DNDisaster

One exciting thing about CRISPR technology is the possibility of using animal organs in people who are sick. Michael Specter in his 2016 National Geographic article notes that many people wait and die on organ donation lists every year. Scientists have been trying to find a way to use pig organs in humans for many years. One setback is the PERV gene in swine which can cause aids in humans. CRISPR technology has the potential to remove this gene from the pig organs and successful use these organs in people to save thousands of lives (Specter, p.3). One frightening aspect of this concept is the number of pigs that will need to be slaughtered for this. There are also many unknowns about this procedure, and people could still get infected with aids from the swine organ, or some other disease scientists do not know of yet.

We should not do gene editing on humans. Doing this type of gene manipulation is a socio-technological fix for various diseases and disabilities that can be passed on by childbirth. However, as Marcy Darnovaky points out in her 2016 National Geographic article, “far too much is unknown about issues including off-target mutations (unintentional edits to the genome), persistent editing effects, genetic mechanisms in embryonic and fetal development, and longer-term health and safety consequences” (p.3). One of the terrifying aspects of human genetic manipulation as Marcy Darnovasky (2016) points out is the possibility to “exacerbate already existing discrimination, inequality, and conflicts” (p.4). This is common with all socio-techno fixes, the possibility of unintended consequences. There is also a chance that manipulating genes to create a perfect baby may not solve the medical issues they want to fix (Ibid, p.3). The idea of living in a world like the movie Gattaca, where discrimination is based on perfect gene people is terrifying.

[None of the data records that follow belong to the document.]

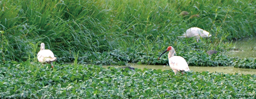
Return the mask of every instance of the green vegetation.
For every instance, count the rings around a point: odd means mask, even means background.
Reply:
[[[256,5],[253,0],[4,0],[0,62],[36,61],[44,42],[59,63],[166,64],[166,57],[155,59],[172,45],[190,65],[230,65],[235,58],[204,53],[226,52],[232,45],[227,42],[255,36]],[[177,38],[192,27],[213,36],[199,43]]]
[[[28,61],[17,64],[1,65],[1,98],[255,97],[254,75],[203,72],[174,75],[170,70],[81,65],[55,65],[53,70],[47,68],[49,64],[40,66]]]

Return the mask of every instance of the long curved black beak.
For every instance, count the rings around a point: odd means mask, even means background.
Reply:
[[[161,57],[161,56],[162,56],[162,55],[163,54],[164,54],[164,53],[165,53],[165,52],[166,52],[167,51],[167,49],[166,49],[166,50],[165,50],[165,51],[164,51],[164,52],[163,52],[163,53],[162,53],[162,54],[161,54],[161,55],[160,55],[160,56],[159,56],[159,57],[158,57],[158,60],[159,60],[159,58],[160,58],[160,57]]]

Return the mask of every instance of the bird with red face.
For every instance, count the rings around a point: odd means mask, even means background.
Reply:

3 thoughts on “DNDisaster”

  1. I like your perspective on using CRISPR to help people with accepting pig heart valves and other organs. The risk of CRISPR mutations, or other unforeseen consequences are probably worth the risk, in the case of the thousands of people waiting on various donor lists around the world. I had never considered that aspect of it.

    I also agree with you that creating the perfect baby is a terribly bad idea. The thought of creating mutations within a human genome that can then be passed on through germ lines in perpetuity is absolutely horrifying to me! The discrimination, and the “perfect ideal human” would become all to real, and there would be major societal conflicts as a result. It could potentially create a world war if this were to happen.

    I like your thoughtful response and thoughts on the issue! Nice job.

  2. Nice post, Dexter! I think you supported your points very well with textual evidence. I think it is interesting that you brought up that pigs may be slaughtered for the use of their organs. I had never thought of this before, and had always assumed that there were just free pig organs laying around for use haha. I am now curious about the process of obtaining animal organs to be used in transfer. Your post’s ability to spark that curiosity speaks to your writing. I understand your opinions on editing human genes. You make very good points regarding all of the dangers of altering our DNA. I would be curious to hear your thoughts on any regulations that would be necessary if we assume that one day gene editing will become a regular thing, even if it goes against what you believe.

  3. The fact that we could remove the harmful DNA from pig organs to make it safe to be transferred over to humans is intriguing, but you bring up a good point in the fact that if we did that we’d slaughter many more pigs then than we do now. The question then would be how we could keep up the supply of pigs for this purpose and if supplying pigs specifically for this purpose is ethical or not. I also tend to agree that creating the perfect baby is a bad idea and think that the creating the perfect human being would continue to perpetrate current discriminations and quite possibly even make them worse. The cost of doing something like that is also something to ponder because if we are to make the perfect baby and therefore the perfect human, how much would it cost to do so and would it then be considered a necessity.